More Americans are giving up cigarettes, and a new study suggests electronic cigarettes may be the reason why.

After stalling for 15 years, the U.S. quit-smoking rate rose to nearly 6 percent in 2014-2015, up from less than 5 percent in prior years, according to national survey data.

Researchers at the University of California, San Diego School of Medicine believe e-cigarettes have helped fuel the increase.

“From 2014 to 2015, more e-cigarette users tried to quit cigarette smoking and succeeded in quitting than those who didn’t use e-cigarettes,” said lead researcher Shu-Hong Zhu, director of the university’s Center for Research and Intervention in Tobacco Control.

Reviewing survey responses from nearly 25,000 current and former smokers in 2014-2015, Zhu and his colleagues found that “vapers” were more likely than nonusers to make a quit attempt (65 percent versus 40 percent). And they were more likely to succeed for at least three months (8 percent versus 5 percent), he said.

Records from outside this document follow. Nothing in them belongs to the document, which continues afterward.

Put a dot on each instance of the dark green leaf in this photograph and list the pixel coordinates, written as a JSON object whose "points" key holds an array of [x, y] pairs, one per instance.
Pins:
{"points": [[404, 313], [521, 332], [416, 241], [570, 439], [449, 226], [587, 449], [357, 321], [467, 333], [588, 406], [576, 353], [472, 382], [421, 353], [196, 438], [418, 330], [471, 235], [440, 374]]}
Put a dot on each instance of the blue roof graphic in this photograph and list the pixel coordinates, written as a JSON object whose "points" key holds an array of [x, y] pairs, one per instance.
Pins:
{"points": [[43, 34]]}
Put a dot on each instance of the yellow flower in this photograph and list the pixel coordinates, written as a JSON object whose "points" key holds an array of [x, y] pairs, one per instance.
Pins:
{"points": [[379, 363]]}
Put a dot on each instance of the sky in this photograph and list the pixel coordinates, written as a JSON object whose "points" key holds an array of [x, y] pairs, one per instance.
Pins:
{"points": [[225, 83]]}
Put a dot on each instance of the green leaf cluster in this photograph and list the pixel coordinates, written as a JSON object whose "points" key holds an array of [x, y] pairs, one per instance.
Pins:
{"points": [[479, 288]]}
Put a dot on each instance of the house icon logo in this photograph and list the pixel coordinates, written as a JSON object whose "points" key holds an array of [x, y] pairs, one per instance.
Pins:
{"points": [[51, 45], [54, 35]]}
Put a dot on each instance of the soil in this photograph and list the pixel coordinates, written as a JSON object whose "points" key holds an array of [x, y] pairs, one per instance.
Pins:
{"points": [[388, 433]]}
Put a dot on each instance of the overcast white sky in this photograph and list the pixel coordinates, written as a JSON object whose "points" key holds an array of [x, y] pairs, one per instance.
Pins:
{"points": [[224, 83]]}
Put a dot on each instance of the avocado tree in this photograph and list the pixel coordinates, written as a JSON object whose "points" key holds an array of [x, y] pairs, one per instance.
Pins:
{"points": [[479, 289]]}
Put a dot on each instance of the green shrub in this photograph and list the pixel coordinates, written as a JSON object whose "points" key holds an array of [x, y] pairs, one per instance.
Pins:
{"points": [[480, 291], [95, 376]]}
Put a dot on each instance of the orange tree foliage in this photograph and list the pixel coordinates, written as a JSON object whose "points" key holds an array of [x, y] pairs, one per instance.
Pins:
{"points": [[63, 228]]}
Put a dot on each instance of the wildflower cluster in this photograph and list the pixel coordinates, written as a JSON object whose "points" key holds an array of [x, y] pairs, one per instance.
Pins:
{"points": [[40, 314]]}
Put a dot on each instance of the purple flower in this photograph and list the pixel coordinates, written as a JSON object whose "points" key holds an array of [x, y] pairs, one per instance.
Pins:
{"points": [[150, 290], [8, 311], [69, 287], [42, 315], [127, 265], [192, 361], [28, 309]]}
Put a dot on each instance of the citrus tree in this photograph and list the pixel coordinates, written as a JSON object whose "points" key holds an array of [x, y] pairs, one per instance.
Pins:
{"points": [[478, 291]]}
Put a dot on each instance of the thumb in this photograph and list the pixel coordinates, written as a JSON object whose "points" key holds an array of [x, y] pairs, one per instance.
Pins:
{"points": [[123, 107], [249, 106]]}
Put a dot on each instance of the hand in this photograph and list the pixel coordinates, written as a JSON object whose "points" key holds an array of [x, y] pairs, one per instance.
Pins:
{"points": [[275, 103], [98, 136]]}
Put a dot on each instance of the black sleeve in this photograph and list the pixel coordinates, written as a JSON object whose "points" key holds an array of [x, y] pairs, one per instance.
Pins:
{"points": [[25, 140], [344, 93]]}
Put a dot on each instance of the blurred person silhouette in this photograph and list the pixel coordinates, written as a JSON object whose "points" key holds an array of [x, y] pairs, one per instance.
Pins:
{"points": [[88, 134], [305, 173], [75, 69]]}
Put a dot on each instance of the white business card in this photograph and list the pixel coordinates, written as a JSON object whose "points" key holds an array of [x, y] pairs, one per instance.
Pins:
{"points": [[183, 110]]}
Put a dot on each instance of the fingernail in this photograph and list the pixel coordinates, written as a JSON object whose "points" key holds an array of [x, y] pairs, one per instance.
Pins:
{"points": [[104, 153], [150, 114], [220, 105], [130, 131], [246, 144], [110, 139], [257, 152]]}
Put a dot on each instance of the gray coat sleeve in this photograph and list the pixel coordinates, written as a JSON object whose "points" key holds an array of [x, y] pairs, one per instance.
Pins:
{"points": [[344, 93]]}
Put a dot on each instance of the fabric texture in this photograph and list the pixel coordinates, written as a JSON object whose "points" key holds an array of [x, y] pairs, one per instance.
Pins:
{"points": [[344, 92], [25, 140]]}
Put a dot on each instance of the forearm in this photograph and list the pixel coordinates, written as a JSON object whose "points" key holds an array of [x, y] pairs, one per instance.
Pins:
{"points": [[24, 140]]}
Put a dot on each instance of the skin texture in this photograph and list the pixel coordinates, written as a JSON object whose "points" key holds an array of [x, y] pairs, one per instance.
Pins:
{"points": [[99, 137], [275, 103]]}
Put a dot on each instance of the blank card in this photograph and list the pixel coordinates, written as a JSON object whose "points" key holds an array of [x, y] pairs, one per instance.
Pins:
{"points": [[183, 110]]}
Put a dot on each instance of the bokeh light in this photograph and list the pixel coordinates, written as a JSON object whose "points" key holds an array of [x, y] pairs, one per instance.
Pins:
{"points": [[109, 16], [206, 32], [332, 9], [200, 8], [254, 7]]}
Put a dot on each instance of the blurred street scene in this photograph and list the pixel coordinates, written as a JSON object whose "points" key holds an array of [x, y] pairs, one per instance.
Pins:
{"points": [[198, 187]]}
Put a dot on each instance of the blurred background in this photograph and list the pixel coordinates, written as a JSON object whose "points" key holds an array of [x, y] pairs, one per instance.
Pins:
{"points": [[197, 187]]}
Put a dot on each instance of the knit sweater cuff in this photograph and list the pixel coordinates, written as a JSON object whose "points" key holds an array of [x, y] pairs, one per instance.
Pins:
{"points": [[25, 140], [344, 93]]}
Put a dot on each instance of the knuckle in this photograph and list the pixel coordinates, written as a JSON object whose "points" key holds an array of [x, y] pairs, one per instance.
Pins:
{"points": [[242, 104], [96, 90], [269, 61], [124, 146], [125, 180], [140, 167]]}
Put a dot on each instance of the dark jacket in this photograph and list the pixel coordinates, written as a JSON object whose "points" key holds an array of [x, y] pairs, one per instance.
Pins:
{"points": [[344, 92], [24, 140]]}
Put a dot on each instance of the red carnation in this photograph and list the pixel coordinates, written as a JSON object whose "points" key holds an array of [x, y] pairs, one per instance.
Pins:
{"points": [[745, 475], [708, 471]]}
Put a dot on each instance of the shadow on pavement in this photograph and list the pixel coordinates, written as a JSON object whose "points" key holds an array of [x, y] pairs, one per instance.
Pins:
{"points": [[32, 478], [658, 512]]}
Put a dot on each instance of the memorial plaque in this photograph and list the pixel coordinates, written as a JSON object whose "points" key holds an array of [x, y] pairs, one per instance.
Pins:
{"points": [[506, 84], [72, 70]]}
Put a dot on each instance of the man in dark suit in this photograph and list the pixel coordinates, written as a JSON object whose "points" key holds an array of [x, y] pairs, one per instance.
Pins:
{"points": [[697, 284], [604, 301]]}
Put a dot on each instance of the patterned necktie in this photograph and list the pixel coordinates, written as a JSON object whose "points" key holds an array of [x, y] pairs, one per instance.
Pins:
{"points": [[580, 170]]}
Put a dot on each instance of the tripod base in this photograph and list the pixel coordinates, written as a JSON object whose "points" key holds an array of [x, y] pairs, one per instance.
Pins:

A 1 percent increase in the smoking cessation rate represents about 350,000 additional smokers, Zhu said.

In background notes, the researchers said use of electronic cigarettes in the United States became noticeable around 2010 and increased dramatically by 2014 — which would coincide with the rising quit-smoking rates.

But scientists remain divided over whether e-cigarettes are a “gateway” to smoking or a less harmful tool that helps smokers quit. This new study seems to support the second theory.

“People should be open to consider e-cigarettes as a way to help them quit, especially if they have used everything else in the past,” Zhu said. “The important thing is that people continue to try.”